Robust alignment is hard. Today’s LLMs are sometimes frustratingly good at doing things that we try very hard to make them not good at. There are two ways in which hidden capabilities in models have been demonstrated to exist and cause problems.
A variety of methods are now being used to subvert the safety training of SOTA LLMs by making them enter an unrestricted chat mode where they are willing to say things that go against their safety training. Attacks come in many varieties: manual v. automated, black-box v. transferable-white-box, unrestricted v. plain-English, etc.
Recently a surge of complementary papers on this suddenly came out. Each of which demonstrates that state-of-the-art safety-finetuned LLMs can have their safety training undone by finetuning. The ability to misalign models with finetuning seems to be consistent and has shown to work.
LLMs should only know only what they need to
One good way to avoid liabilities from unwanted capabilities is to make advanced AI systems in high-stakes settings know what they need to know for the intended application and nothing more. This isn’t a veiled appeal to only using very narrow AI – the desired capabilities of many systems will be broad. But everyone can agree that they shouldn’t be able to do everything.
Even if we don’t know about some failure modes, scoping the model down to lack capabilities outside of the user’s intended purposes can help circumvent unforeseen problems.

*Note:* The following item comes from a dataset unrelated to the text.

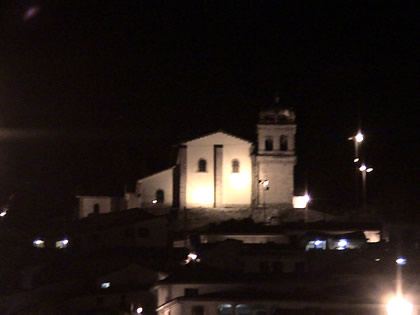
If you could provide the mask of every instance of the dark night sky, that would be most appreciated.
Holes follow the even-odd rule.
[[[314,205],[351,205],[347,137],[360,117],[371,203],[387,214],[419,206],[412,8],[48,0],[0,10],[2,200],[36,194],[65,208],[69,195],[121,192],[170,165],[182,140],[218,129],[253,140],[277,91],[297,111],[297,192],[306,179]]]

Toward the goal of safety through scoping, there are two types of scoping that would be very valuable to be good at.
LLMs are generally trained with two basic steps. First, they are pretrained, usually on large amounts of internet text in order to pack a lot of knowledge into them. Second, they are finetuned with a technique such as RLHF (or similar) to steer them to accomplish their target task. Finetuning can happen in multiple stages. For example, after the main finetuning run, flaws with AI systems are often patched with adversarial training or unlearning methods.
Pretraining can introduce harmful artifacts into models. There are a lot of bad things in pretraining data such as offensive language, biases, falsehoods, or dual-purpose information.
Finetuning is not good at making fundamental mechanistic changes to large pretrained models. Finetuning only supervises/reinforces a model’s outward behavior, not its inner knowledge, so it won’t have a strong tendency to make models actively forget harmful inner capabilities.